Bagheria, donna muore durante un esame medico

La donna, 42 anni, originaria di Partinico, stava facendo un elettrocardiogramma a Villa Santa Teresa. Prima di morire ha inviato un sms al marito

PARTINICO. «Qui c’è tanta confusione e i medici non sanno cosa fare»: è stato l’ultimo contatto, tramite sms, tra Enza Maria Barbarotto e la sua famiglia. La donna, 42 anni, si è improvvisamente accasciata a terra ed è morta.  Il triste epilogo martedì mattina (ma soltanto ieri è trapelata la notizia) a Villa Santa Teresa di Bagheria. Ora è scesa in campo la Procura per appurare cosa abbia provocato il decesso della paziente.

Al momento la vicenda presenta dei contorni oscuri perché i familiari raccontano che da oltre un mese la propria congiunta peregrinava di ospedale in ospedale per capire il perché di quel senso di spossatezza che sentiva perennemente. L’ultima tappa era stata al Policlinico di Palermo dove anche qui non è stato possibile diagnosticare con certezza i suoi malori. Ecco perché i medici le avevano consigliato di fare ulteriori accertamenti.

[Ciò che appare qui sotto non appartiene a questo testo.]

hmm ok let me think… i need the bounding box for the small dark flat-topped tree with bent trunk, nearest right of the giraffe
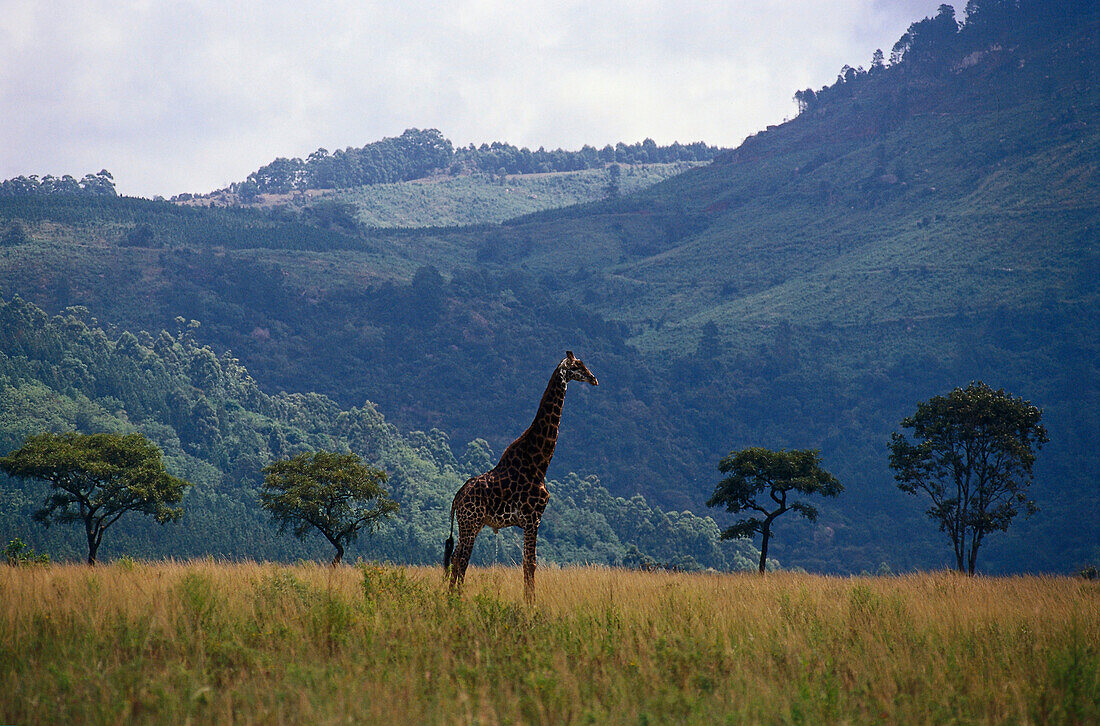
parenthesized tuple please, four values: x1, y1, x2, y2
(706, 447, 844, 574)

La quarantaduenne, che abitava a Partinico insieme al marito e ad una figlia di appena 7 anni, aveva deciso di provare anche con il centro medico bagherese. «Era sottoposta ad elettrocardiogramma – dice la responsabile dell’ufficio comunicazione di Villa S. Teresa, Lidia Di Lorenzo – e prima che si accingesse a salire sul tapis roulant per una prova di sforzo per testare la frequenza cardiaca si è accasciata a terra». Gli stessi vertici del centro diagnostico hanno immediatamente avvertito i carabinieri della stazione di Bagheria i quali, a loro volta, hanno girato la comunicazione al magistrato di turno. Il medico legale, incaricato di accertare le cause del decesso, ha detto che si è trattato di «morte naturale».
Il magistrato comunque, raccogliendo le testimonianze dei familiari, ha disposto un esame autoptico sul cadavere della donna che sarà effettuato nelle prossime ore al Policlinico di Palermo. In particolare si vuole capire se in questo mese, durante il quale la donna accusava dei malori, i medici delle varie strutture ospedaliere interpellate abbiano fatto tutto quanto era possibile per salvarla. Il magistrato vuole soprattutto ricostruire il perché la Barbarotto ha scritto quel messaggio al marito pochi minuti prima di morire. Dalla Villa S. Teresa però garantiscono che almeno per quel che riguarda la loro struttura è stato fatto tutto il possibile: «Era la prima volta che la donna veniva da noi – aggiunge Lidia Di Lorenzo – ed è stata sottoposta ad accertamenti per capire quale potesse essere il suo disturbo. Di certo mai e poi mai un elettrocardiogramma può essere causa di morte». La Barbarotto lavorava negli uffici sanitari di via Kennedy, a Partinico. Il marito, impiegato al Comune di Partinico, non riesce ancora a darsi pace che la sua Enza Maria non sia più al suo fianco.